Project venturebites: A portal for asia tech startup events

Earlier this year(2021), I worked on Venturebites with a friend, which is a portal for tech startup events in Asia.

I was actively working on it for 2 months to get the system up and running. As of today, it is not under active development.

Here are some screen captures:

venturebites home page

venturebites home page 2

venturebites home page 3

How venturebites started

I was approached by a friend who shared the idea of aggregating all things related to tech startups in a single portal, starting with an events directory. This will greatly alleviate the pains of having to visit multiple websites just to keep up to date on events related to tech startups in Asia.

Indeed, we live in a world where we are simply spoilt for choices that we "don't know what to choose", ending up in analysis paralysis.

Being a tech guy, I did not think too much of the business model but thought of it as an interesting opportunity to put some skills into practice while trying out new technology.

From the events side, we have Eventbrite, TechInAsia, e27, and many more.

System architecture

venturebites system architecture

This is the architecture of Venturebites, which is quite simple.

On the backend, there is a background job that runs on a schedule on my machine, and an API service that serves queries. Both of them are built with typescript, on node.js.

This is deployed through serverless framework, which takes care of creating the necessary AWS resources.

On the frontend, there is a website/web app for people to view events, built with next.js(react). This is deployed through Vercel, because it is a sponsor of next.js, and therefore has a smooth native deployment workflow.

What's difficult 1: data extraction and unification

Even though this is a simple system, the process of gathering data from various sources and streamlining them into a unified format is tedious, and this will only get worse over time.

So far, I have integrated just 3 sources and am beginning to experience the mental overhead of managing the data.

But here's where a statically typed programming language really shines. By spending a little effort to define the data format of each source upfront, I have an idea of the data shape and can focus on consolidating them into a single destination format instead of having to do guesswork on all of them.

What's difficult 2: Time zone and offsets

E27

For e27, there is an API to retrieve events and another API to retrieve event detail. The challenge is in getting the right UTC offset, because the data isn't super clean.

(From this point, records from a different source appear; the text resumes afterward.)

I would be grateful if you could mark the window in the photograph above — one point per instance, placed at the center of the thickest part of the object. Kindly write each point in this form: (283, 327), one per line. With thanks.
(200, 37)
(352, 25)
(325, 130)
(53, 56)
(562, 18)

Here's what an event looks like:

{
  datestart: "2021-02-03 13:00:00",
  dateend: "2021-02-05 09:00:00",
  timezone: "(GMT+08:00) Kuala Lumpur, Singapore"
  // some other fields
}

If I remember correctly, the timezone of the datetime is stored according to the event's location. Anyone viewing that event outside that timezone will see the wrong time.

Some processing needs to be done to extract the "+08:00" from timezone, and convert it into minutes.

If I want to work with the actual time zone string, more work has to be done because there are various forms that timezone can take.

Some examples are (GMT+05:30) Chennai, Kolkata, Mumbai, New Delhi, (GMT-08:00) Pacific Time (US & Canada).

After sorting out the event data, I used the event detail API to gather the remaining data such as location, targeted industries.

Thoughts on E27's API

In summary, E27's data isn't the nicest to work with because the data returned by their API is formatted according to how the frontend will display it, i.e. the backend and frontend are tightly coupled.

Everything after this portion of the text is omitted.